Make sure to set the device map, dtype, and generation parameters according to your hardware and use case.

Prompt Format

This model expects a natural-language instruction followed by a specific RFP requirement, separated by a blank line. The instruction should tell the model to draft a single compliance outline node that restates the requirement, explains what a compliant proposal must show, and cites relevant FAR/DFARS clauses.

Example instruction:

You are a contracts compliance assistant. Given an RFP requirement, write a single compliance outline node that (1) restates the requirement in your own words, (2) explains what a compliant proposal needs to show, and (3) cites back to relevant FAR or DFARS clauses. Keep the response concise (3–6 sentences).

Then provide the requirement:

RFP Requirement:
"YOUR REQUIREMENT TEXT HERE"

Expected Output Format

The model’s response is intended to be a short, structured compliance outline node with:

  • A heading
  • A few sentences of rationale describing what compliance looks like
  • A citations line listing one or more FAR/DFARS clause IDs

Example shape (content will vary by requirement):

Heading: SHORT HEADING SUMMARIZING THE REQUIREMENT

Rationale: A few sentences that explain what the requirement expects from the Offeror and what evidence or documentation a compliant proposal should provide. The rationale should make it easy for a reviewer to see how the proposal text will be checked against the requirement, without restating the entire RFP.

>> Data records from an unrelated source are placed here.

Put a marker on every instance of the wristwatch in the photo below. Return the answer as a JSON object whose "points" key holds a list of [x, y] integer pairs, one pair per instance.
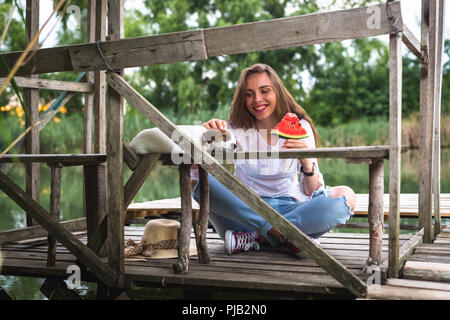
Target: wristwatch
{"points": [[308, 174]]}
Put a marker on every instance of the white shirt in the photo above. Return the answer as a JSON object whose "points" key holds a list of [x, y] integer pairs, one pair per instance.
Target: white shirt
{"points": [[272, 177]]}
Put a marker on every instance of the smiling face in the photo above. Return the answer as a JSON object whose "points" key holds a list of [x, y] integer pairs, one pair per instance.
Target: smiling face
{"points": [[261, 99]]}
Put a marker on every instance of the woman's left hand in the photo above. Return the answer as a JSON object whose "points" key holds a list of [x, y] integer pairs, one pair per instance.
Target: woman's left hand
{"points": [[306, 163]]}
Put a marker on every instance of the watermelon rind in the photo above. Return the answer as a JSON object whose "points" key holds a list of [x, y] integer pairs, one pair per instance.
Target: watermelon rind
{"points": [[286, 136]]}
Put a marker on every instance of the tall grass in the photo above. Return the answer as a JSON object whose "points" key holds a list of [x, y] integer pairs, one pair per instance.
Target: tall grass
{"points": [[376, 132]]}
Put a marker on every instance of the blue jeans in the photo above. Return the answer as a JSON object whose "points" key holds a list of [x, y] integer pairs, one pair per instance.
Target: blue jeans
{"points": [[314, 217]]}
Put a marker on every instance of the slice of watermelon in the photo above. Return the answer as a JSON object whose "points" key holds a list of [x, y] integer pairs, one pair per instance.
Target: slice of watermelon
{"points": [[289, 128]]}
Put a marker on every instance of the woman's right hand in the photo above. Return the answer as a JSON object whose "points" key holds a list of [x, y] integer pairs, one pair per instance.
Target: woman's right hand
{"points": [[216, 124]]}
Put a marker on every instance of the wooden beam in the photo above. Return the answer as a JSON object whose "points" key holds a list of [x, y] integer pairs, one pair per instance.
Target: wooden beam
{"points": [[100, 83], [375, 212], [184, 235], [200, 44], [404, 252], [64, 159], [426, 146], [299, 239], [410, 40], [95, 199], [114, 151], [366, 152], [395, 135], [36, 83], [39, 232], [138, 178], [32, 145], [130, 158], [49, 223], [55, 210], [437, 123]]}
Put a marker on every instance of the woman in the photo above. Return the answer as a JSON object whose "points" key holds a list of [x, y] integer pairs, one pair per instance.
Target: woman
{"points": [[260, 102]]}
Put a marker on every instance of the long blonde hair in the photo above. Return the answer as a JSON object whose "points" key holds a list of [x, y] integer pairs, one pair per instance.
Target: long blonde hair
{"points": [[240, 117]]}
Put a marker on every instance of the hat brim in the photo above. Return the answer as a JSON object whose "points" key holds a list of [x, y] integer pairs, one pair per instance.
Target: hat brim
{"points": [[165, 254]]}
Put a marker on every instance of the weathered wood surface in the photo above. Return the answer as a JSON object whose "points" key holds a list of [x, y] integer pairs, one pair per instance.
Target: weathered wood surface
{"points": [[138, 177], [36, 83], [12, 235], [395, 136], [408, 206], [63, 159], [335, 152], [200, 44], [55, 210], [114, 151], [272, 269], [95, 200], [401, 289], [375, 211], [405, 251], [410, 40], [427, 74], [437, 121], [299, 239], [86, 256], [182, 265], [31, 97], [200, 218]]}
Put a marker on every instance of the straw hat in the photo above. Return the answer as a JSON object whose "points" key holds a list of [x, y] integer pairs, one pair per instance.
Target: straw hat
{"points": [[159, 241]]}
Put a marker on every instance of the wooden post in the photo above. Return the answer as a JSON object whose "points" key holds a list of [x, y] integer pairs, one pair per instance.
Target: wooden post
{"points": [[88, 97], [114, 152], [427, 77], [437, 122], [55, 211], [95, 199], [376, 212], [395, 127], [184, 236], [200, 218], [100, 82], [32, 102]]}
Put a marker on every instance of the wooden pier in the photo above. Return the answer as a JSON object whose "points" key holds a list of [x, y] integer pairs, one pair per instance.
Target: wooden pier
{"points": [[272, 271], [334, 268]]}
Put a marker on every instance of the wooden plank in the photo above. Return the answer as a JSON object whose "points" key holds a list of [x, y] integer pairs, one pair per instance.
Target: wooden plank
{"points": [[138, 177], [375, 215], [184, 234], [402, 293], [200, 219], [334, 152], [299, 239], [86, 256], [417, 284], [32, 145], [426, 125], [130, 158], [55, 210], [410, 40], [395, 128], [405, 252], [300, 31], [430, 271], [114, 151], [36, 83], [437, 122], [95, 200], [64, 159], [100, 83], [37, 231], [200, 44]]}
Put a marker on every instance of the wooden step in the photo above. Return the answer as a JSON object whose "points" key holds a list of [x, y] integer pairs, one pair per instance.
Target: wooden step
{"points": [[403, 289]]}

Citations: FAR XX.XXX; DFARS XXX.XXX-XXXX

Limitations

This model has significant limitations that make it suitable only for research and educational exploration, not for operational compliance decisions.

Key limitations include:

  • Tiny synthetic dataset
    The finetuning data consists of just 20 synthetic instruction–response pairs drawn from a single RFP-style scenario, with only 4 examples held out for evaluation. The model has seen very little diversity in agencies, requirement types, and writing styles.

  • Overfitting risk & narrow generalization
    The model may overfit the specific phrasing and outline style in this dataset and generalize poorly to real solicitations, especially those with different structures or agency-specific policies.

  • Small base model
    The base model is a small 1B-parameter Llama-3.2 variant, which constrains its capacity to track long, complex documents and subtle legal nuances.

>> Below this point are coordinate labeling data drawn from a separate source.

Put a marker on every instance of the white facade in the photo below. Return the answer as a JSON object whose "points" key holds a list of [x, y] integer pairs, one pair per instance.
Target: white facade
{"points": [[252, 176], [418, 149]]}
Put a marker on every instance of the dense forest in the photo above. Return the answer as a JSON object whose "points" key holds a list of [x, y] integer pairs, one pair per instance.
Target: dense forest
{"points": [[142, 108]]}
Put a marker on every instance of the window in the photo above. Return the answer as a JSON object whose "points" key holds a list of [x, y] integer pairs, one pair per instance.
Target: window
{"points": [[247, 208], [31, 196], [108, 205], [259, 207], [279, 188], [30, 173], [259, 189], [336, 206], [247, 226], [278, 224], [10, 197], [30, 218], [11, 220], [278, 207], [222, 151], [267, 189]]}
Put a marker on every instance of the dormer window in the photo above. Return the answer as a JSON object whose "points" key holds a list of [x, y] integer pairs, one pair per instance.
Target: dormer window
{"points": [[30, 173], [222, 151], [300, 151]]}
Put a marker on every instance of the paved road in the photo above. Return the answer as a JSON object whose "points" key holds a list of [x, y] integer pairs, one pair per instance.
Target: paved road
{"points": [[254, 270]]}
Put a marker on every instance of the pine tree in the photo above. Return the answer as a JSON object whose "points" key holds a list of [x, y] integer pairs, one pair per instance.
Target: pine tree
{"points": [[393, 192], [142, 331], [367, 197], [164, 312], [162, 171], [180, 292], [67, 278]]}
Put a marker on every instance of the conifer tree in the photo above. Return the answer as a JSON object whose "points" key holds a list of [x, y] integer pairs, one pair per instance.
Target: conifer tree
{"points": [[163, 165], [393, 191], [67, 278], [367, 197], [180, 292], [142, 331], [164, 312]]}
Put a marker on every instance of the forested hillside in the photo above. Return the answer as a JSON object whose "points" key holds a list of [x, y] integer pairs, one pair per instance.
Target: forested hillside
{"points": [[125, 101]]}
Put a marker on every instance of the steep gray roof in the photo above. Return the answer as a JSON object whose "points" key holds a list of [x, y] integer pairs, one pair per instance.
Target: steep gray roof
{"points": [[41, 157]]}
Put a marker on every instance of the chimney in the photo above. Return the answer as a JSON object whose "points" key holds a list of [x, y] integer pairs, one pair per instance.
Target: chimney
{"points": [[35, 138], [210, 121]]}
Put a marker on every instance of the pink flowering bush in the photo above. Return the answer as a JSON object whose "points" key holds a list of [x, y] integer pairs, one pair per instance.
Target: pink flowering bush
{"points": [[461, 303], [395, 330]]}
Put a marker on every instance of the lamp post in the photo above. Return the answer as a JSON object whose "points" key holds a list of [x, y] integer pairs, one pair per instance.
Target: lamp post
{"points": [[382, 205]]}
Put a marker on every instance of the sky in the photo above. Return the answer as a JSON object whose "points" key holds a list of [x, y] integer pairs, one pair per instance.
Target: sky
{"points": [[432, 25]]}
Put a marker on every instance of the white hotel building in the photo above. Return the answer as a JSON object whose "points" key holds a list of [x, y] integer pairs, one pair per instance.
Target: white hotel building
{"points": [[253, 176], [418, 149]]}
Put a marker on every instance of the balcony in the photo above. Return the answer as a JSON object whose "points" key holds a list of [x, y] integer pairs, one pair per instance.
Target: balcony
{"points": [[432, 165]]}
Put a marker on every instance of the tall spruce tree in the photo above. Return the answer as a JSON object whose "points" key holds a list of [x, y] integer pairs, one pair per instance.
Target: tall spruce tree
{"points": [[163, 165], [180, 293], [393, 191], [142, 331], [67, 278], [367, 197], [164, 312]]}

  • Noisy evaluation signal
    Quantitatively, the in-domain compliance loss comparison between pre-LoRA and post-LoRA models is extremely noisy because it is based on only 4 eval examples, and the GSM8K, MMLU, and RACE benchmarks were run with small sample sizes. None of these scores should be treated as robust performance guarantees.

  • Hallucinations and misinterpretations
    Qualitatively, the model can still hallucinate citations, misinterpret requirements, or express overconfident “compliant” rationales that are incomplete or incorrect.

In practice, safer use would require:

  • Much larger and more diverse labeled datasets
  • More systematic human evaluation
  • Potentially larger or more specialized base models

This adapter should be viewed as a teaching and experimentation artifact, not a production compliance tool.

License

This project fine-tunes the meta-llama/Llama-3.2-1B base model, which is made available by Meta under the Llama 3 Community License; anyone using this repository should review and comply with that license before redistribution or deployment.

The LoRA adapter weights and synthetic dataset provided here are released for research and educational purposes only and are not derived from real contractor data or personally identifiable information. They should not be treated as legal advice or used as the sole basis for binding contracting or compliance decisions.